Projects
Autonomous Untethered Micro Soft Robots
This project tackles the prevailing limitations in microrobotics, specifically the lack of autonomy and the reliance on external tethers. Our objective is to develop autonomous untethered micro soft robots by ingeniously integrating state-of-the-art soft actuators and mechanisms — capable of precise control and powered by compact onboard electronics and power sources. The project also focuses on the strategic incorporation of miniaturized sensors and the implementation of resource-efficient SLAM algorithms, all within a robust and innovative robotic framework. This initiative represents a significant leap forward in the field, aiming to enhance the operational independence and versatility of microrobots.
SLAM and Sensor Deployment for Soft Robots
Soft robots present a unique challenge for Simultaneous Localization and Mapping (SLAM) due to their transformative nature and distinctive locomotion. Traditional SLAM algorithms, designed with rigid robot frames in mind, fall short when applied to the dynamic framework of soft robots. Our project is at the forefront of overcoming this obstacle. We aim to innovate by redesigning the SLAM architecture specifically for soft robots.
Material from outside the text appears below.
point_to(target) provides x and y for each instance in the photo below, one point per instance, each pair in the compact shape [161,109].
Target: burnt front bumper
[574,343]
This involves optimizing sensor deployment within synthetic environments prior to actual implementation, thus paving the way for effective SLAM application in the ever-evolving domain of soft robotics.
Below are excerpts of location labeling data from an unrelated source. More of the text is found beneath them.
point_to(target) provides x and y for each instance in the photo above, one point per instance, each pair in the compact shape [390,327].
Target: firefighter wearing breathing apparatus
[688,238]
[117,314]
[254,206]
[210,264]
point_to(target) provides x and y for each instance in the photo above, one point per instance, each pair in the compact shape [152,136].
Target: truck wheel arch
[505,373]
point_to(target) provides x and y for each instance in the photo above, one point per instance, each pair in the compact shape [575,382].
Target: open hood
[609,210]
Autonomous Impact Resistant Tensegrity Robots
Tensegrity robots, distinguished by their composition of rigid struts and flexible tendons, are emerging as ideal candidates for space exploration thanks to their exceptional resilience against harsh impacts. Despite their potential, challenges such as low speed, limited maneuverability in unstructured terrains, inadequate onboard sensing, and a significant simulation-to-reality gap have limited their practical application. Our project is focused on overcoming these challenges by developing a fully autonomous tensegrity robot. This robot will feature advanced maneuverability and enhanced impact resistance, tailored for extreme environments. Our approach includes the implementation of a modular mechanical and electrical design, complemented by a distributed SLAM system operating onboard. This system is further bolstered by a computationally efficient physics engine, ensuring the robot's adeptness in navigating and adapting to complex terrains.